Juncker Hands Fate to Luxembourg Ruler as Coalition FailsStephanie Bodoni
Luxembourg Prime Minister Jean-Claude Juncker, the European Union’s longest-serving head of government, placed his political fate in the hands of the country’s grand duke after his ruling coalition collapsed.
Juncker, 58, who has been Luxembourg’s premier since 1995, may face an early election in October after his coalition partner, the Luxembourg Socialist Workers’ Party, defected during a marathon parliamentary hearing yesterday and called for the snap vote.
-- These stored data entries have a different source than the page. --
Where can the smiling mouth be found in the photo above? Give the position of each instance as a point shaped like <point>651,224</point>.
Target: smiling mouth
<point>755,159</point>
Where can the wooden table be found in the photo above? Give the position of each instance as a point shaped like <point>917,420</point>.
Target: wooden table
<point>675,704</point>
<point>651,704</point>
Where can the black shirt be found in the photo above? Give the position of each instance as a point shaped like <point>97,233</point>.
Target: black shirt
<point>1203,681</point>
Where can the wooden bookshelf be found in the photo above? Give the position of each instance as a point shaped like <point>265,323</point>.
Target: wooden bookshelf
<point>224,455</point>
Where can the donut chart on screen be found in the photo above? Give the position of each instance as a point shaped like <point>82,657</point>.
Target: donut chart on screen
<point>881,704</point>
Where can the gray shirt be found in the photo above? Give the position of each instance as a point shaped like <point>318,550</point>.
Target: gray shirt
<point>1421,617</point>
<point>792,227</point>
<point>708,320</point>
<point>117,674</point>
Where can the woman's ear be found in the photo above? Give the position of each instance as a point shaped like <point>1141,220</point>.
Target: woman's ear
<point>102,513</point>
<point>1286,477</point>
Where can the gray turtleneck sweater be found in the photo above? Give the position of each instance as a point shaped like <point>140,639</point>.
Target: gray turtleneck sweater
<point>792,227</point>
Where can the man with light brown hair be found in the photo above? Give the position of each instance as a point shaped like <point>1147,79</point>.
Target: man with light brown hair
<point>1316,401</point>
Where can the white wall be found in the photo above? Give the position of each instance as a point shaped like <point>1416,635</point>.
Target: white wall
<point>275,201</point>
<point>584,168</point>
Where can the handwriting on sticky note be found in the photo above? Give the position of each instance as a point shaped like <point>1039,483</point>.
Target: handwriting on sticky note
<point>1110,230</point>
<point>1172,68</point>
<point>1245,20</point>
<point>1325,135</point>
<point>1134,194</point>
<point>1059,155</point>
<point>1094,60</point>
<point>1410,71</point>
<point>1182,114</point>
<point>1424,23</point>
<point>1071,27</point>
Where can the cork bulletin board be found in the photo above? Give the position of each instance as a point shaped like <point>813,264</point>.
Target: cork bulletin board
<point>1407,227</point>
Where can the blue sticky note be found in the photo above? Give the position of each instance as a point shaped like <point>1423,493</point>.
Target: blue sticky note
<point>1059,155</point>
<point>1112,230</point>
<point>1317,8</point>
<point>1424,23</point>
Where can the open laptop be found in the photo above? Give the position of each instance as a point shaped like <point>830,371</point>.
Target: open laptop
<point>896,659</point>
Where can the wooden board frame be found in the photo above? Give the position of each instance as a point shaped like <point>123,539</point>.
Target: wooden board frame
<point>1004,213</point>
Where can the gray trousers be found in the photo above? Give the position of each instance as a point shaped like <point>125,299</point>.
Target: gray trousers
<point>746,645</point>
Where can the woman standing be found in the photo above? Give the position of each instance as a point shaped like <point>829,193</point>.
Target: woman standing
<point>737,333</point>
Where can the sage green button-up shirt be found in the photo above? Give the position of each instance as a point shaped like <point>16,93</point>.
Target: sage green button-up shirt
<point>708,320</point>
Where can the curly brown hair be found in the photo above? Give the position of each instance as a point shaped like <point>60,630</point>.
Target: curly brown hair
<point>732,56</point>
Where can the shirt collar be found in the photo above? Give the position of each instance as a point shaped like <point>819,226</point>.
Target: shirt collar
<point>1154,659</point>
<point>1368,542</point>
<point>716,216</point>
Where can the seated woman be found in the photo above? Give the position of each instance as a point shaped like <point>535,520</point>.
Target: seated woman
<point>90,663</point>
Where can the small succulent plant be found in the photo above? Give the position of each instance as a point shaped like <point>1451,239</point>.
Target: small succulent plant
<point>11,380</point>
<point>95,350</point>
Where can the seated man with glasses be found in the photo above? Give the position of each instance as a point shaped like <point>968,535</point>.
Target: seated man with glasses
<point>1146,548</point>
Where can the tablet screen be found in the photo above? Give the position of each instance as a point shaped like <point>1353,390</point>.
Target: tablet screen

The schism came after Juncker was implicated in a security service spying probe.
“I don’t consider the events that happened yesterday to be dramatic,” Finance Minister Luc Frieden said in an interview today. “Elections were foreseen for May anyway. Now they’ll probably take place in October. In difficult economic times, this will allow us to work on the basis of a strong coalition program for the coming five years.”
Juncker, a driving force behind the euro, stepped back from the front lines of Europe’s debt crisis in January, when he ceded the presidency of the Eurogroup, a post he’d held since 2005, to Dutch Finance Minister Jeroen Dijsselbloem.
A signatory of the 1992 Maastricht Treaty that created the European Union and led to the introduction of the single currency, he served as an intermediary between Germany and France in hammering out the deficit-limiting stability pact in 1996 and in softening it in 2005.
‘Series of Consultations’
The challenge to Juncker came after a July 5 report to parliament that said he was “politically responsible” for failing to inform lawmakers of “irregularities and supposed illegalities” by the State Intelligence Service.
Grand Duke Henri, Luxembourg’s head of state, met with Juncker today and said afterwards that he would “pause to reflect” before undertaking a “series of consultations” on the political situation.
Under Luxembourg’s constitution, the grand duke has the power to dissolve parliament. In that case, an election must be held within three months.
Frieden said an early election would be “positive” for economic policy. The compressed campaign will allow the government quickly to resume “the work necessary to have growth in Luxembourg, to create jobs and to continue to develop the financial services sector,” he said.
Juncker said he’s keen to contest an early election, “but it’s up to my party to decide” on a candidate. His Christian Social People’s Party will hold a congress in Hesperange later today.
During yesterday’s hearing in parliament, Juncker denied allegations of using the secret service to further his own aims and those of his party. “I don’t have much choice,” Juncker said at the close of yesterday’s debate, indicating that he’d propose new elections to the head of state.
According to the parliamentary commission created in December, the secret service engaged in the illegal interception of communications. It found that a private security agency was created by an active intelligence agent and raised questions about Juncker’s role in securing an agency job for his driver, a former policeman.
Juncker challenged such assertions, arguing that the prime minister can’t be expected to resign over the alleged misconduct of a few intelligence agents.
He said Luxembourg needs “a fully functional government,” and dismissed reports that his Cabinet would resign. “Reports that today was the last meeting of the government are totally unfounded,” Juncker said. “We can’t be without a government until November.”